Baku, Azerbaijan, Dec. 12
By Azad Hasanli – Trend:
The non-performing loans (NPLs) increased to 16 percent at end-1H16 from 10 percent at end-1H15 in Azerbaijani banking sector and NPLs are expected to exceed 20 percent in the country’s banks in 2017, Fitch Ratings analysts said.
Fitch believes that sector gross loans may contract by 25 percent in 2016 and 10 percent in 2017 due to large problem assets sales made by the country’s largest bank, International Bank of Azerbaijan (IBA), sluggish demand and capital constraints at smaller banks, Fitch Ratings' Report: 2017 Outlook: CIS and Georgian Banks said.
Fitch estimates that at end-3Q16, Azerbaijani banks’ FX-denominated liabilities exceeded their foreign-currency-denominated assets by at least 7 billion manat.

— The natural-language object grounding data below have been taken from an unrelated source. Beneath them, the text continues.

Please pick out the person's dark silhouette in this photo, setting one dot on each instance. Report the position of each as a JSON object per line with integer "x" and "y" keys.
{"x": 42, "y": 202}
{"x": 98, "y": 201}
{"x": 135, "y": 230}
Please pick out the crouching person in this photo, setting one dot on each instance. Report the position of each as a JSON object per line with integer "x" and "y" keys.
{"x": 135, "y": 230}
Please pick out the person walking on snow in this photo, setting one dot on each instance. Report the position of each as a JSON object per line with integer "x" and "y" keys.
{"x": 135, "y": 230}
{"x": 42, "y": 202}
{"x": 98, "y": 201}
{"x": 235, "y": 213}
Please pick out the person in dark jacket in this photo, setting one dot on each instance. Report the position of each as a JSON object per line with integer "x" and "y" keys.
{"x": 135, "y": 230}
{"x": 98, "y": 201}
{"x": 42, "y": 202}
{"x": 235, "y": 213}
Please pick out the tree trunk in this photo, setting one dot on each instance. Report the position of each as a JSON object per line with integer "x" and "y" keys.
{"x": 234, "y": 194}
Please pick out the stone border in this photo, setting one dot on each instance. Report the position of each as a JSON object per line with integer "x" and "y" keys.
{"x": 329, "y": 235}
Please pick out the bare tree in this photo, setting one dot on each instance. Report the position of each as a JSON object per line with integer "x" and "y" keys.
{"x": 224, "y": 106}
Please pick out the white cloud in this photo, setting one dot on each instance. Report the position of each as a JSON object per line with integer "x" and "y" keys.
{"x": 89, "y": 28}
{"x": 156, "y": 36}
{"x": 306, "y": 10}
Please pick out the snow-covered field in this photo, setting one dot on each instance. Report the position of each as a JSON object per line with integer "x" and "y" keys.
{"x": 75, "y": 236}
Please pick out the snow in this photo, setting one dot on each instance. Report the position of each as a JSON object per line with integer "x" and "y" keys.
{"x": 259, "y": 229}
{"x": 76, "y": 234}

Banks are increasing dollarization of new lending to close their short FX positions, although this may further weaken their asset quality, the report said.
However, Fitch’s base case is for a stable currency in 2017.
Azerbaijan's banks face capital and liquidity pressures from currency mismatches and asset-quality deterioration in heavily dollarized loan books, the report said.
“Material capital shortfalls and large losses mean we expect further bank failures and clean-up measures next year,” the report said. “However, substantial state support for International Bank of Azerbaijan remains in place and we expect the clean-up of the bank's balance sheet to be completed next year.”
According to Fitch, public confidence has stabilized after substantial retail deposit outflows in 1Q16 but remains sensitive to currency moves.
The Azerbaijani central bank funding of the system has doubled since the first devaluation in February 2015 and exceeded 20 percent of sector liabilities at end-3Q16, reflecting liquidity shortages across the system.
Some 32 banks operate in Azerbaijan.